FINANCIAL ACCOUNTABILITY
The questions asked above are the ordinary, everyday questions and concerns people face, both individually and as a couple. When you face these issues alone, you know you are all you’ve got – so if the money isn’t there, then what did you do with the money you had? Can you justify the level in your bank account without guilt?
Regardless of the answers to the questions, the only person you answer to is yourself. However, when you are in a relationship with someone with whom you share expenses, then you are responsible to them as well.
DISCUSS FINANCES AND MONEY ISSUES BEFORE PROBLEMS ARISE
Many couples do not address financial issues or concerns until they are waist deep into them. That is not the time to do it! Prepare yourselves for a positive financial future together by discussing your financial goals, both independently and as a couple, prior to issues arising.

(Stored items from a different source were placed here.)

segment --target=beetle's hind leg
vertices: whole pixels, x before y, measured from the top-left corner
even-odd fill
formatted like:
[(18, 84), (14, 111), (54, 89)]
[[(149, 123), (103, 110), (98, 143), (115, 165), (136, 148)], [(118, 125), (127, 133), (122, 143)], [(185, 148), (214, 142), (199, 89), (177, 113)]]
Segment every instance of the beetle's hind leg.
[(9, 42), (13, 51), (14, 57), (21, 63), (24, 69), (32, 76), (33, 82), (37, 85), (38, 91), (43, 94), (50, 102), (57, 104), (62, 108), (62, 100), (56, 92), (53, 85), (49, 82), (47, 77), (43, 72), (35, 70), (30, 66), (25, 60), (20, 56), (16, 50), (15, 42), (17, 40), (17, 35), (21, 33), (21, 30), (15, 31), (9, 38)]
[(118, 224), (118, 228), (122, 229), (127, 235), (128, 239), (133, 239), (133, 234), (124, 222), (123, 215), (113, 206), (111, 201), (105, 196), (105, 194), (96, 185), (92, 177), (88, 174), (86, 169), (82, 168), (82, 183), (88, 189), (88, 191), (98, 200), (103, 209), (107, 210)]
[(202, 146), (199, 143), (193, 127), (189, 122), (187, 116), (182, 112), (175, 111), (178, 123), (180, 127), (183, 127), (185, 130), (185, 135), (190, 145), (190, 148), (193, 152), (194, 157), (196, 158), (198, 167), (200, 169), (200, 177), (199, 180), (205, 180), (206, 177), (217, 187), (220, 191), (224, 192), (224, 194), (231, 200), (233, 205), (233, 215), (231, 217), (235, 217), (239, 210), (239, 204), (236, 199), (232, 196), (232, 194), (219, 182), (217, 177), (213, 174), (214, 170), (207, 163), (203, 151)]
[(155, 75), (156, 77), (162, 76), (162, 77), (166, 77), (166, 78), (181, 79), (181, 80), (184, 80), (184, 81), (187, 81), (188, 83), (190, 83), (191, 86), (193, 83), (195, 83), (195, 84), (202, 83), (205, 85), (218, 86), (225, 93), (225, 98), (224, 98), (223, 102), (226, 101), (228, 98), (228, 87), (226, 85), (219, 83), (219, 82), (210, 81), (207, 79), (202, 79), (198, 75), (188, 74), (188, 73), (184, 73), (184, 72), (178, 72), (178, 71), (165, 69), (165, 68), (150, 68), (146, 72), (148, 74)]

Pay attention to your mate’s shopping and spending habits and realize their tendencies will affect you – and your pocketbook – eventually.
Don’t wear blinders to habits that grind your gears…these are the preliminary warnings that disputes and disagreements are heading your way if not addressed up front prior to any problems.
You may not want to bring something up in fear that it will actually cause a problem, such as the old adage, “if it isn’t broke, don’t fix it…” – but preventative conversation holds more potential of eliminating potential issues than waiting until there is one to bring it up. Once a problem exists, tempers are in form, attitudes are ripe and tolerance is extremely low for anyone to be pointing out someone else’s faults or placing blame.
MAKE FINANCIAL GOALS AND PLANS TOGETHER
It is interesting that so many couples do not discuss such foundational issues as money and how it should be used, prior to locking accounts together. Take time to have a few discussions in advance; make some basic goals and plans that will involve both of you sharing funds and thoughts about how to achieve the goals.
Involve each other in addressing the financial needs of the household, even if only one person is responsible for paying the bills. When both people openly participate, then both people are cognizant of their roles in the relationship and the financial responsibility to the household.
Step up the communication a notch, make it fun to learn how to save and spend together in agreement and have a healthier, happier relationship! After all, that is the basis for your sanity in an economically challenging environment…your peace of mind, peace in your relationships and peace within your home.